Inventeur écossais (Greenock, 1736 - Heathfield, 1819)
 

Fils d'un magistrat de Greenock (Ecosse), James Watt décide très tôt de sa vocation de fabricants d'instruments scientifiques.
Après s'être formé à Glasgow puis à Londres, le jeune homme est chargé en 1757 de l'entretien des instruments de physique et de mathématiques à l'université de Glasgow.
Sept ans plus tard, tandis qu'il travaille à la réparation d'une machine atmosphérique de Thomas Newcomen, Watt ne peut que remarquer la trop importante consommation de vapeur qu'elle réclame, ce qui limite le rendement.
Il conçoit alors sa plus grande invention : le condenseur séparé, annoncant l'avènement de la première véritable machine à vapeur. Watt dépose un brevet dès 1769, mais celui-ci ne sera exploité à échelle industrielle qu'à partir de 1775, grâce à l'association de l'inventeur avec Matthew Boulton.

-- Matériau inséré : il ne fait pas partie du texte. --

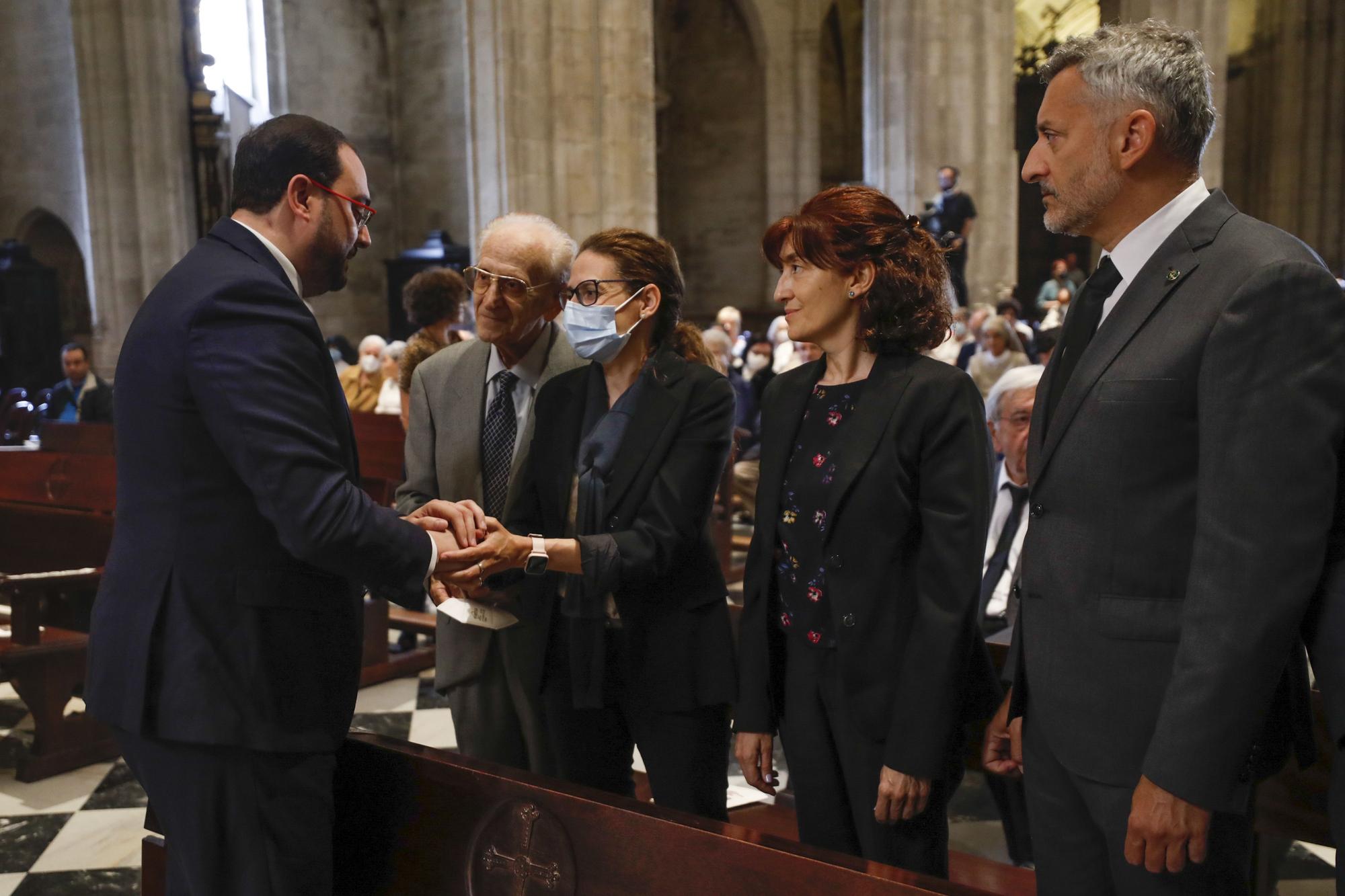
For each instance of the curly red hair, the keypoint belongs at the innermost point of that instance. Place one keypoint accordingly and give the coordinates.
(843, 228)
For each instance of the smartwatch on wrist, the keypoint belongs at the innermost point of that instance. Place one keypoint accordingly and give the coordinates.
(536, 564)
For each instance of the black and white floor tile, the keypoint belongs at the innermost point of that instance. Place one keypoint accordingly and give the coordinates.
(80, 833)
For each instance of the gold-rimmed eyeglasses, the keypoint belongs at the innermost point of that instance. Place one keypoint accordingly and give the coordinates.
(479, 282)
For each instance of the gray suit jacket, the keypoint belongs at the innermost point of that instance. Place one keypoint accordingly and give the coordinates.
(445, 460)
(1182, 501)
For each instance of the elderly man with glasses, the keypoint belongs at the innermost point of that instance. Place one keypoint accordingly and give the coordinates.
(471, 424)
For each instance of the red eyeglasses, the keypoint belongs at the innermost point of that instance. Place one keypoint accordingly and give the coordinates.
(357, 208)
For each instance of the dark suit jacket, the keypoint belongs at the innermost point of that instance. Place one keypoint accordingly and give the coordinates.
(1182, 501)
(95, 404)
(231, 610)
(666, 573)
(905, 556)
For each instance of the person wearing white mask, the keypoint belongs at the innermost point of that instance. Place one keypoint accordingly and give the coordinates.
(364, 381)
(610, 533)
(389, 365)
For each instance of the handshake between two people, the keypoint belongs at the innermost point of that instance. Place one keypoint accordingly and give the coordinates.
(471, 546)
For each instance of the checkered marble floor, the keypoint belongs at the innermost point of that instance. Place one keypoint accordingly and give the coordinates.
(80, 833)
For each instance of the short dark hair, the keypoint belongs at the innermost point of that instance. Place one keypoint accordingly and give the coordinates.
(432, 295)
(275, 151)
(844, 228)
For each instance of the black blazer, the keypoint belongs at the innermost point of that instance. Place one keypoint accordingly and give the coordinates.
(1182, 505)
(666, 573)
(905, 556)
(231, 606)
(95, 407)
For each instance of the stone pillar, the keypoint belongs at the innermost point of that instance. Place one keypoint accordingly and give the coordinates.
(41, 155)
(793, 32)
(560, 112)
(1286, 136)
(137, 154)
(939, 91)
(1210, 19)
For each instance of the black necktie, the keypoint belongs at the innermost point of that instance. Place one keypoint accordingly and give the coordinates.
(498, 444)
(1000, 560)
(1081, 325)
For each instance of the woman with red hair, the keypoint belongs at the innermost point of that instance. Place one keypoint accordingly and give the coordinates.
(860, 641)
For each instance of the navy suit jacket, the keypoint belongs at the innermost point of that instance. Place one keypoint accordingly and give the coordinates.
(231, 606)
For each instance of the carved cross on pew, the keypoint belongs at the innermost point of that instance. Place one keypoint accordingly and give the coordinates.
(523, 866)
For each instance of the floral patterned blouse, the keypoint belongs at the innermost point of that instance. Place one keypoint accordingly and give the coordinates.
(800, 572)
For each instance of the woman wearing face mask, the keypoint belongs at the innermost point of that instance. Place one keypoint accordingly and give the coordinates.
(860, 639)
(611, 532)
(1001, 352)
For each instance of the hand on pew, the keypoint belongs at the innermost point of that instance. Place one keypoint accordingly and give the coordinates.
(900, 797)
(1003, 749)
(754, 755)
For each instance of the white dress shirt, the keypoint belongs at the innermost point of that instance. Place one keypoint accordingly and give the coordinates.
(286, 264)
(1004, 505)
(529, 372)
(1139, 247)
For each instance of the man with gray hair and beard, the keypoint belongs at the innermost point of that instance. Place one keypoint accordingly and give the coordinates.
(1183, 467)
(471, 425)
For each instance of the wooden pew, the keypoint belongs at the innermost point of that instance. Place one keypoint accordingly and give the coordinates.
(412, 819)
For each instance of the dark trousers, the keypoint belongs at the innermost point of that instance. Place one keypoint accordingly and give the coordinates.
(1338, 806)
(687, 754)
(239, 821)
(1012, 801)
(835, 771)
(958, 274)
(1079, 836)
(496, 717)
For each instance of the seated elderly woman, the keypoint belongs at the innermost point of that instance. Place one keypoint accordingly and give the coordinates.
(1001, 350)
(391, 393)
(364, 381)
(860, 641)
(615, 502)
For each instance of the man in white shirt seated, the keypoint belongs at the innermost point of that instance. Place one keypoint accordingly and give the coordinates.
(1009, 420)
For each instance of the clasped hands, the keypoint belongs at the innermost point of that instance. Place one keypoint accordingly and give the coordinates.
(471, 546)
(1164, 830)
(900, 797)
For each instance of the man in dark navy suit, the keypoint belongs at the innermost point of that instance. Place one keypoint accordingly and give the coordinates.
(227, 635)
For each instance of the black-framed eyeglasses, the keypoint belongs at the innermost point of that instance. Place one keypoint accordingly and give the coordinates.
(479, 282)
(587, 292)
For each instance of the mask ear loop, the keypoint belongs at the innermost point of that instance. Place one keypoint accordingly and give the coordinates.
(629, 302)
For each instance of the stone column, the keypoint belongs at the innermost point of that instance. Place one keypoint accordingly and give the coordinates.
(560, 112)
(1210, 19)
(137, 154)
(793, 32)
(1286, 135)
(939, 91)
(41, 157)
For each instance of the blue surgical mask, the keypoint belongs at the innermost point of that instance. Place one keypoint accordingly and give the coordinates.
(592, 329)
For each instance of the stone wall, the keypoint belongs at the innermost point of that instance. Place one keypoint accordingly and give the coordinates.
(712, 151)
(1285, 153)
(41, 157)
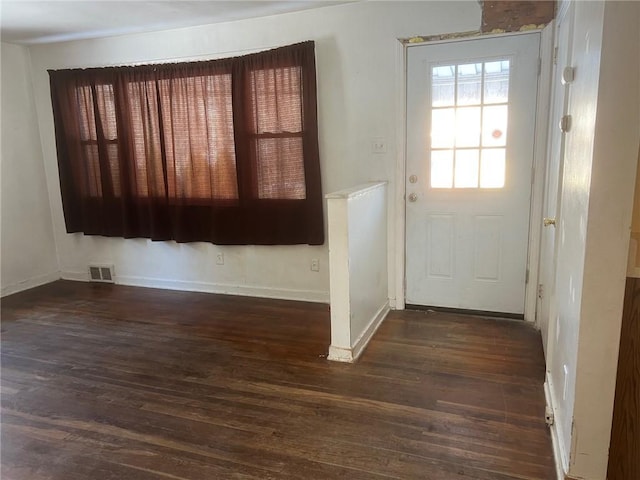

Watt brevète plusieurs inventions d'importance comme la machine rotative et surtout la machine à double effet (1783).
Il apporte également d'autres améliorations à ses machines à vapeur : le parallélogramme de Watt, l'indicateur de vapeur, ainsi qu'un régulateur centrifuge ou à boules (1788).
Le succès des inventions de Watt est immédiat et leur impact sur le développement industriel de la Grande-Bretagne du XIXe siècle indéniable.
Petit à petit, tous les secteurs s'ouvrent à l'utilisation de ses machines à vapeur.
En 1800, l'inventeur se retire de sa société pour voyager à travers l'Europe et se consacrer à ses recherches.
Admis à l'Académie française des sciences en 1814 en tant que membre associé, James Watt décède à Heathfield (Angleterre) le 19 août 1819.
Son nom sera donné à l'unité de puissance, le Watt (W), encore utilisée de nos jours.